Click here to join the Router Workshop!!


----------



## bobj3 (Jan 17, 2006)

HI

Has anyone notice the posted has "First Name: N/a " it sounds like it should be Rick R. ,,,,,, or is it just me.. 

Most put the old man 1st.
" Rick and Bob Rosendahl show "

====



learnexperience said:


> In episode 201, Rick and Bob Rosendahl show us how to make a frame for a floor length mirror. A nice frame can complement anything, including mirrors and can make an attractive addition to your home.
> 
> Set Up
> 
> ...


----------



## jw2170 (Jan 24, 2008)

I also find it strange that this person seems to only post a precis of some of the router workshop episodes. (not that there's anything wrong with that) .

You would think, with all this learning, we might see some project (box??).

However the information is a great source of Bob and Rick's methods. I only wish he/she posted a picture or two as sometimes I get confused with the syntax...


----------



## jschaben (Jun 21, 2009)

You're right James, I got lost on the setup.. have no idea what this fixture looks like, several of what it could look like but I doubt any of those would work.:no:


----------



## bobj3 (Jan 17, 2006)

201 - Full Length Mirror:

Bob and Rick demonstrate just how easy it is to make a wooden-framed, full length mirror. 
Produce perfectly matched taper cuts and mortise joints with the help of some shop-made fixtures and the router. 
Taper the mirror sides and mortise the rails into the sides. 
Pay attention to the wood grain to reduce tear out. 

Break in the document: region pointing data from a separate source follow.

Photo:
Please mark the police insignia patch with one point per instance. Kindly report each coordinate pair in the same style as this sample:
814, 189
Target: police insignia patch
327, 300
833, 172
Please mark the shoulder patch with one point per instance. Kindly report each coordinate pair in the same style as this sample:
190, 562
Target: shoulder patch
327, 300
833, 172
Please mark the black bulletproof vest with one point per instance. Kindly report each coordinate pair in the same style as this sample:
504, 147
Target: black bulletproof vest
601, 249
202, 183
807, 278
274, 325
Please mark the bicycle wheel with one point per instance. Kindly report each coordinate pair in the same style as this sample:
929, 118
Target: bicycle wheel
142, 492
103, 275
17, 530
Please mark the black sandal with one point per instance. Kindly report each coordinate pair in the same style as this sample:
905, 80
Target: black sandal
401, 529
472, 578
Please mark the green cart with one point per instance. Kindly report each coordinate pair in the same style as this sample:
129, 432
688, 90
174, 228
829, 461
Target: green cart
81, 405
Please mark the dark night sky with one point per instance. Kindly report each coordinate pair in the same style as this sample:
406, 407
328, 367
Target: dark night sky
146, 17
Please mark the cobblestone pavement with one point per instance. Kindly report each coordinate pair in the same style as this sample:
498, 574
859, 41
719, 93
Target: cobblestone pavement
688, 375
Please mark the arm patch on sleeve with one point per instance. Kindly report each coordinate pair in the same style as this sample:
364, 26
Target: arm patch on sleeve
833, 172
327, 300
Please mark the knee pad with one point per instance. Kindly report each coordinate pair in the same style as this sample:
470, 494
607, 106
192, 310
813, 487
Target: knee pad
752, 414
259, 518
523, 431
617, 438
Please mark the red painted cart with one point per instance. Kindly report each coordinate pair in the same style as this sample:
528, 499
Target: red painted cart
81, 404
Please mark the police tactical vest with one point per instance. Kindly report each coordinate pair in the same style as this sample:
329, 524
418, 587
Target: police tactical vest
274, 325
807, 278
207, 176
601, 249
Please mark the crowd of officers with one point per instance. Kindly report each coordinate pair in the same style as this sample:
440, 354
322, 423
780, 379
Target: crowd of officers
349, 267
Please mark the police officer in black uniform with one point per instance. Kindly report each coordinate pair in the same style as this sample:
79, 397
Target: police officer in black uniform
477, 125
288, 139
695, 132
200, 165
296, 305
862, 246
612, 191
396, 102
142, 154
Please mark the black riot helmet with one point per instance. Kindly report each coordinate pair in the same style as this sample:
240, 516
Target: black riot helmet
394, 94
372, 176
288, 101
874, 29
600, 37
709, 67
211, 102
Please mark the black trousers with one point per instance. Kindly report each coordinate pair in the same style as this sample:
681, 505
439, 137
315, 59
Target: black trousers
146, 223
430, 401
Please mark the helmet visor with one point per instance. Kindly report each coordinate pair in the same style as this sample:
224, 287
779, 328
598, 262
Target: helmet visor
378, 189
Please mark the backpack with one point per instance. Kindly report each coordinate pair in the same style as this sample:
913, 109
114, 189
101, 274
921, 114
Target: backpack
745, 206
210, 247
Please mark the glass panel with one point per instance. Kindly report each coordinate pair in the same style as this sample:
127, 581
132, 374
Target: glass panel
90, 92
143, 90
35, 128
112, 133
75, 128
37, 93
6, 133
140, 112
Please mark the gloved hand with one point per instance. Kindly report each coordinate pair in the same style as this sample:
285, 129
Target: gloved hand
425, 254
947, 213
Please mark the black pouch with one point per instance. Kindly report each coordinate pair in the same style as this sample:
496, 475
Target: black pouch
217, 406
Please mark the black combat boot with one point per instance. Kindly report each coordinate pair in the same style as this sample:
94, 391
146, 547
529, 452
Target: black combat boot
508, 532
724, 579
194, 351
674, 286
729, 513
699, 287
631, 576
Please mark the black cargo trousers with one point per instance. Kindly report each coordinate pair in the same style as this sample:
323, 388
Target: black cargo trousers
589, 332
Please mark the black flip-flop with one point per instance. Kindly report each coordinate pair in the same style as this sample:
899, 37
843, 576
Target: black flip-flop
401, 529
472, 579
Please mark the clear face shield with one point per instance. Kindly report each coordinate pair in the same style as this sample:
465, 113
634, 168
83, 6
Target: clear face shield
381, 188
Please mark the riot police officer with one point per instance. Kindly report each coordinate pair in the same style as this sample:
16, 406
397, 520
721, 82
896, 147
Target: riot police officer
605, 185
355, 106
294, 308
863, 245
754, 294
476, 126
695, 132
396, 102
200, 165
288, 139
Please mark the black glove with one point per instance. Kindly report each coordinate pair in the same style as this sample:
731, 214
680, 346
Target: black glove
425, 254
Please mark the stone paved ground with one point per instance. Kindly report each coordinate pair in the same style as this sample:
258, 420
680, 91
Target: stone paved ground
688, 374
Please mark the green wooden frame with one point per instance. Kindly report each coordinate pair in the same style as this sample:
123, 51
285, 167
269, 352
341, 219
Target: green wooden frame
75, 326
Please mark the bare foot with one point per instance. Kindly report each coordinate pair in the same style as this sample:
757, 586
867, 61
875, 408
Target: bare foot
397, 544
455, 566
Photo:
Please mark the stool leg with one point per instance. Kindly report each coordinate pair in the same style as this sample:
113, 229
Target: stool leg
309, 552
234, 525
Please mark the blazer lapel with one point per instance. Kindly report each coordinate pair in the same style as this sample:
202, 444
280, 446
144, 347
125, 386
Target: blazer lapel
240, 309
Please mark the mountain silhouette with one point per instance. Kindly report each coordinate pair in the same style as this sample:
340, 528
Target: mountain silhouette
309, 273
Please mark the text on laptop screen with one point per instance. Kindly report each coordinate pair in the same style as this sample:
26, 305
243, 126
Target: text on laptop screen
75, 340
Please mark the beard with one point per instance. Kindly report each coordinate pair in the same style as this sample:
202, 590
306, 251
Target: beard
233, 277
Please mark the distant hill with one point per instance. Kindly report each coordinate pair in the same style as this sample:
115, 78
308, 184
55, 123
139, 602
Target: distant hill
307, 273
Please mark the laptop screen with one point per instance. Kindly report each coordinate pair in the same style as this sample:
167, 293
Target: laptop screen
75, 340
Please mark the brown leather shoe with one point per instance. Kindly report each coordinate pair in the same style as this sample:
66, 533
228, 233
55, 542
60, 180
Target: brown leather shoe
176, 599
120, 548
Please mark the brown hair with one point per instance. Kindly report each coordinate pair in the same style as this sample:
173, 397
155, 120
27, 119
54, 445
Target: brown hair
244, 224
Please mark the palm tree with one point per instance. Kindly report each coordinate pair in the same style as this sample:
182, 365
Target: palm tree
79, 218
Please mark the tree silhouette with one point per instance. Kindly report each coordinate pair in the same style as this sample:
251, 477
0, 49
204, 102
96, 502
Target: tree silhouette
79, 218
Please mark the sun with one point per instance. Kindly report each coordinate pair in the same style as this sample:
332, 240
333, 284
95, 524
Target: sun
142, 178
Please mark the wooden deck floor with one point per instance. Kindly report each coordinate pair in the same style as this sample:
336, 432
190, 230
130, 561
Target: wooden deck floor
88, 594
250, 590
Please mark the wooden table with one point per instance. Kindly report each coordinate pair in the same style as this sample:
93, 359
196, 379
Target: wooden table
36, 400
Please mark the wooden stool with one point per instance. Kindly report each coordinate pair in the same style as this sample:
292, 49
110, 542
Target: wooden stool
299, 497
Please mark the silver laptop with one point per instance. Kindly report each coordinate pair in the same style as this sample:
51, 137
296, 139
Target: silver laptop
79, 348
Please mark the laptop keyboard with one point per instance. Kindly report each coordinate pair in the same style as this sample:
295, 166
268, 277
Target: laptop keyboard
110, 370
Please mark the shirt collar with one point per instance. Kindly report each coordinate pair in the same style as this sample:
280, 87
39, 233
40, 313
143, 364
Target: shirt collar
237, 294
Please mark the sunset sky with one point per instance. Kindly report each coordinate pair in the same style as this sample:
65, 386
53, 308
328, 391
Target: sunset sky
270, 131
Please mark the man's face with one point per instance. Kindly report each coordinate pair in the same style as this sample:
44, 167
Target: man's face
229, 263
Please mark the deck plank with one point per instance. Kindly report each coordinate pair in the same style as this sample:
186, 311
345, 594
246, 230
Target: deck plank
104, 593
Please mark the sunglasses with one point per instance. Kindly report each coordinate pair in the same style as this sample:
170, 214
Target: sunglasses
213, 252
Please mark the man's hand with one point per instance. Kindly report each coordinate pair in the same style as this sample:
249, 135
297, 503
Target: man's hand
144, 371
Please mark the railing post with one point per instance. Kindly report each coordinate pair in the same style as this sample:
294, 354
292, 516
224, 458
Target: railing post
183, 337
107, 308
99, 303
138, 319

Router Workshop: Series 200


----------



## BobandRick (Aug 4, 2004)

Hey guys,

Harish is his name and he is a true beginner when it comes to woodworking but he is a writer. I am doing this experiment with the beginner watching then explaining how to use the router with the help of the Router Workshop video library.

I have decided to give everyone the beginner's perspective of TRW with Harish writing 4 new posts a month. I will have him add a note to his signature explaining this and we will continue writing about a new show per post. 

Rick


----------



## jw2170 (Jan 24, 2008)

BobandRick said:


> Hey guys,
> 
> Harish is his name and he is a true beginner when it comes to woodworking but he is a writer. I am doing this experiment with the beginner watching then explaining how to use the router with the help of the Router Workshop video library.
> 
> ...



Thanks for making that clear, Rick

However, for those that have not seen the videos, the descriptions are vague with the forum members trying to visualize the setups.....

There were a couple of posts where I was lost and I had previously seen the videos.......


----------



## BobandRick (Aug 4, 2004)

Hummm....Yes writing about an operation is one thing and watching is quite another thing, as they say the picture is worth 1,000 words...these posts are not here to replace the videos they are here to enhance the videos and give the forum a beginner's perspective to TRW.

The point is to have a woodworking beginner write about what he has seen and then these posts might spark interest with hopefully the experts jumping in and clarifying some of the foggy points that the beginner might miss on...I don't see or edit the posts as I want them to come from the truly beginner's perspective.


----------